The Constitution of India has provided enough mechanism for the realization of these rights. It is the failure of vital arms of this machinery over several decades that has led to the current debacle. While we attempt to take on these large and powerful institutions, with utmost urgency we need to focus on the children of India, that are bearing witness at very impressionable ages to the complex social churning unraveling before their eyes. They see only the symptoms of dark maladies that have gripped this nation. Their faith in the form of justice collectively agreed upon by humanity can only be built be instruction and practice, where one is needed to buttress the other. While justice, as is in practice currently, is delayed and denied, education of this notion of justice we hold so dearly must at least continue. Voices firmly protesting the warped ideologies in all communities must reach the children, and these voices need to be loud enough to drown the cacophony of blood thirsty slogans.
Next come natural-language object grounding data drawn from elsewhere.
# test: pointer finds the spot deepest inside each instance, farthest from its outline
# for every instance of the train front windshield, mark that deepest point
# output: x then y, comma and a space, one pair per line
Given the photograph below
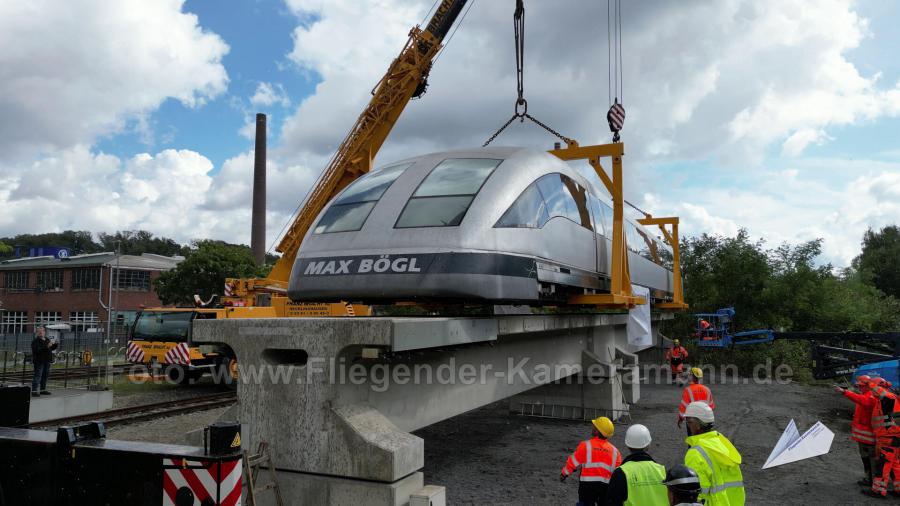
162, 326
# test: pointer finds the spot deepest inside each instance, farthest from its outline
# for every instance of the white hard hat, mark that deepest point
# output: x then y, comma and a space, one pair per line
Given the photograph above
701, 411
637, 437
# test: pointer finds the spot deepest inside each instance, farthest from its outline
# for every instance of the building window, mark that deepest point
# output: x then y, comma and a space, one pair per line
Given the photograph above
13, 322
17, 280
133, 280
86, 279
50, 280
47, 317
83, 320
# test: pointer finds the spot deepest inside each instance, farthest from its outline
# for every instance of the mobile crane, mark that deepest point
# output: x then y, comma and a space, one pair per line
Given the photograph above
162, 336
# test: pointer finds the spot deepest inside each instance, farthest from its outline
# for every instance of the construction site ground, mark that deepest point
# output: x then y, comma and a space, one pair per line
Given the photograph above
488, 456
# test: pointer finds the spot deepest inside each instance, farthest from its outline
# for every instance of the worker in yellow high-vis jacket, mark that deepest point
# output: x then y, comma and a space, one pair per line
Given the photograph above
716, 461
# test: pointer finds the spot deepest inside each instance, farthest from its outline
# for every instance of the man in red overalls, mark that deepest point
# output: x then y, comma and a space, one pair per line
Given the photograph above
886, 425
675, 356
861, 426
597, 458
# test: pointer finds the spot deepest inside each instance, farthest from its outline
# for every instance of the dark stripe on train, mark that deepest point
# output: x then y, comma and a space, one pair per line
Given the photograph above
425, 263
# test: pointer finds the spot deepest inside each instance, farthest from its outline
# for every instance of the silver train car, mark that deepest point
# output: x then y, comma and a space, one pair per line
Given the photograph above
495, 225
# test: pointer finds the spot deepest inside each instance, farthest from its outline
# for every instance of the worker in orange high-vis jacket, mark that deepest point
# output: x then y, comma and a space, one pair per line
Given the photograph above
861, 426
886, 425
597, 458
675, 356
694, 392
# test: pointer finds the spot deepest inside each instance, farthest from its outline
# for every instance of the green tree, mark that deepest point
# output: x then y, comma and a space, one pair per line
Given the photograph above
78, 241
135, 242
880, 259
203, 271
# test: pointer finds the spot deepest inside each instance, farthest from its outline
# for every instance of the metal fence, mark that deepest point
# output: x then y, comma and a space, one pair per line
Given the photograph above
82, 359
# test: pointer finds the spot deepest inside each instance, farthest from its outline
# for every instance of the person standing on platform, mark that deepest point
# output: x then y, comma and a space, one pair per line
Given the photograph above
41, 358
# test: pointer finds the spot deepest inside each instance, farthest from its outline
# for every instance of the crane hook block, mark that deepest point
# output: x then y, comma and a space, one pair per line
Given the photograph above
616, 117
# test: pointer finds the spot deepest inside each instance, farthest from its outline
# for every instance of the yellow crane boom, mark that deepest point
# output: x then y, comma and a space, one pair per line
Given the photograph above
406, 78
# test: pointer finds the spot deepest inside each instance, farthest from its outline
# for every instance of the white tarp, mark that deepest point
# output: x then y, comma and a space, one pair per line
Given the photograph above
639, 320
792, 447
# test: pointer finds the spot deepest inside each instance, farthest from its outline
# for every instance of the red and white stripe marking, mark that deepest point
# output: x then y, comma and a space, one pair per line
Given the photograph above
178, 354
206, 480
134, 353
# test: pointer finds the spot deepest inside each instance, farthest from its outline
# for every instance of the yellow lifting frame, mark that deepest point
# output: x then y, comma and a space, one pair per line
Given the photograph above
620, 295
677, 303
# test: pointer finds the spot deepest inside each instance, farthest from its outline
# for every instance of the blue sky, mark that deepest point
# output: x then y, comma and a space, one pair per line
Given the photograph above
778, 116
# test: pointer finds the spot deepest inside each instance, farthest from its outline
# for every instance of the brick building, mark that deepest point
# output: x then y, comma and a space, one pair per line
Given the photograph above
77, 290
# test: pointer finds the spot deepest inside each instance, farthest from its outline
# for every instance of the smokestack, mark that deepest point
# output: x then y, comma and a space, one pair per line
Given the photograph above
258, 223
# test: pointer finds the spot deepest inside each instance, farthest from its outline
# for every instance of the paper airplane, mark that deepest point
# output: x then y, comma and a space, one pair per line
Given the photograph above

People must be educated about their rights. If one does not know of a better social order, or the promise of one, it is difficult to expect one to know what one is being denied. The unemployed youth of India who is increasingly becoming 'lumpenized' must be given the capacity to identify their true obstacles. It is only when they realize that the State has let them down, will they challenge the State. It is only when they know that they have a right to food, clothing and shelter as much as any other Indian or as any other man on earth, will they begin to ask for their rights. When they will fight this battle to realize their rights, when they continue the struggle for freedom interrupted five decades ago, they will learn to respect freedom. When they realize that their rights cannot be terminated arbitrarily, they will learn to balk at such transgressions on others.

The importance of human rights education has been part of western academic discourse for a long term now. Any suggestion of its promotion in previously colonized countries is looked upon with contempt; this is unfortunate for a civilization entrenched in the pursuit of liberation and in the quest for God. The education of rights and freedoms is a prerequisite to any logical and concerted opposition to the current tides. It does not matter whether it is clothed in the jargon of rights, the mantra of the superiority of the Indian Constitution or the voice of God. But every child of India must know that he has a right to life which no one, absolutely no one, must deny him.


Dr Satchit Balsari
The author independently spent several weeks in various towns in Gujarat between July and September 2002, to analyze the status of the mental health of the children in Gujarat. The author is currently a research associate in the Program on Humanitarian Crises at the FXB Center for Health and Human Rights at Harvard University. Views expressed in this article are that of the author only and do not reflect any position taken by any institution that the author is affiliated with.